Qaghan of the Uyghurs
- Reign: 846–848
- Predecessor: Wujie Qaghan
- Born: Yaoluoge Enian (藥羅葛遏捻)
- House: Ädiz clan (by birth) Yaglakar clan (official)
- Father: Baoyi Qaghan

= Enian Qaghan =

Enian Qaghan (遏捻可汗) was the last effective ruler (qaghan) of the Uyghur Khaganate.

== Life ==
Enian Qaghan was a younger brother of Wujie Qaghan and succeeded him in 846. He had 5,000 Uyghur followers under his command and lived among the Kumo Xi and depended on their chieftain Shi Shelang (石捨朗) for support.
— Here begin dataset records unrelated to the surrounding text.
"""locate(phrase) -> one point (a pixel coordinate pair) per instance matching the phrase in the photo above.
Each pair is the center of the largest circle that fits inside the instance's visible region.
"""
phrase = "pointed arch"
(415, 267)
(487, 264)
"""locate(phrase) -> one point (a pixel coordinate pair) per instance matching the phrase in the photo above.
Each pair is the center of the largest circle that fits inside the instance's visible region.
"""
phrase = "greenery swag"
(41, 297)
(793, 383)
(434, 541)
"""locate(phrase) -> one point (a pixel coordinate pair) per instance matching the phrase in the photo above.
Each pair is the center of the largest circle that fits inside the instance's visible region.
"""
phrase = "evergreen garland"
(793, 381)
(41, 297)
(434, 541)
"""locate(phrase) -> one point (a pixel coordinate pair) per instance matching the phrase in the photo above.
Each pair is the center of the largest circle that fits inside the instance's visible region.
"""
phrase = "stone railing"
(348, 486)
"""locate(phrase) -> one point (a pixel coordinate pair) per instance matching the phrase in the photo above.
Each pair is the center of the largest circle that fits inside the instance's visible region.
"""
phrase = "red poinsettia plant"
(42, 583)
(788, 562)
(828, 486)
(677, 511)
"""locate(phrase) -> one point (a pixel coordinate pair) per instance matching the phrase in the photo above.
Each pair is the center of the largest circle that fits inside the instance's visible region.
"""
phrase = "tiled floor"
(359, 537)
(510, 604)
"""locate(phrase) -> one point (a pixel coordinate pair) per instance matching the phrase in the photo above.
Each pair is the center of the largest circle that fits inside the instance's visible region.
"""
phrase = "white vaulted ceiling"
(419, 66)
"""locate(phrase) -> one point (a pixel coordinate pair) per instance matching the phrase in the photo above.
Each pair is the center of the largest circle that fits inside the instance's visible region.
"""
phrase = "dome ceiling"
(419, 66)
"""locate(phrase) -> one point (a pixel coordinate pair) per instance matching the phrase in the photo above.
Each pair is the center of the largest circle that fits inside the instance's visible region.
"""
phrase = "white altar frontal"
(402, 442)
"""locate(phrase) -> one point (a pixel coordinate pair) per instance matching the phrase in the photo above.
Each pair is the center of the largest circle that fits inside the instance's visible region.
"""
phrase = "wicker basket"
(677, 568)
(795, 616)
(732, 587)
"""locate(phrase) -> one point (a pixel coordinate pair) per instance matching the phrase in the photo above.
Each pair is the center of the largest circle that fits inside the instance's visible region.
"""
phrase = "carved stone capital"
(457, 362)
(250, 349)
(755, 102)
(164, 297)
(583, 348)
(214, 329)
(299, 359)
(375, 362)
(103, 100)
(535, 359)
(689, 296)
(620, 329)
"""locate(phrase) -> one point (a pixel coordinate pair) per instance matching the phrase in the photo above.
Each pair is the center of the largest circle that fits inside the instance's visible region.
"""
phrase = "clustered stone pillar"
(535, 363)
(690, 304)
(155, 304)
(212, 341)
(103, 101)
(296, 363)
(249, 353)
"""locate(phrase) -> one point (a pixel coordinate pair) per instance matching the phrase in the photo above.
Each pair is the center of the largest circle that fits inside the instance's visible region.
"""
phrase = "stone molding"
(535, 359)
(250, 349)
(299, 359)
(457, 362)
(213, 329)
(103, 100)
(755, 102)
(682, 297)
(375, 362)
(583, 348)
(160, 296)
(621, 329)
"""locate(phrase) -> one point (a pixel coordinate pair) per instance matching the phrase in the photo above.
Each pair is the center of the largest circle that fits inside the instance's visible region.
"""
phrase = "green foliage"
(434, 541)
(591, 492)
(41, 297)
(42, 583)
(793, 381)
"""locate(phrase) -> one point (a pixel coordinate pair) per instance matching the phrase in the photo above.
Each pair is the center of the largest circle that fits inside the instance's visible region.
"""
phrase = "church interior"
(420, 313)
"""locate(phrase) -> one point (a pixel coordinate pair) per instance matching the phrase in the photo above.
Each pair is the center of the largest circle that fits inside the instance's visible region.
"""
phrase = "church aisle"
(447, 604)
However this support ended when Zhang Zhongwu invaded Xi domains in the summer of 847. After Zhang's victory over the Xi, Enian was forced to flee further to the Shiwei. In 848, apparently to try to appease the Tang, Enian sent an emissary to pay homage to Emperor Xuānzong. When the emissary was returning to Enian through You Prefecture, however, Zhang ordered him to kill Enian once he arrived back at Uyghur headquarters. When Enian heard this, he fled westward with his wife, son and 12 bodyguards, leaving his people with the Shiwei. His subsequent fate is unknown.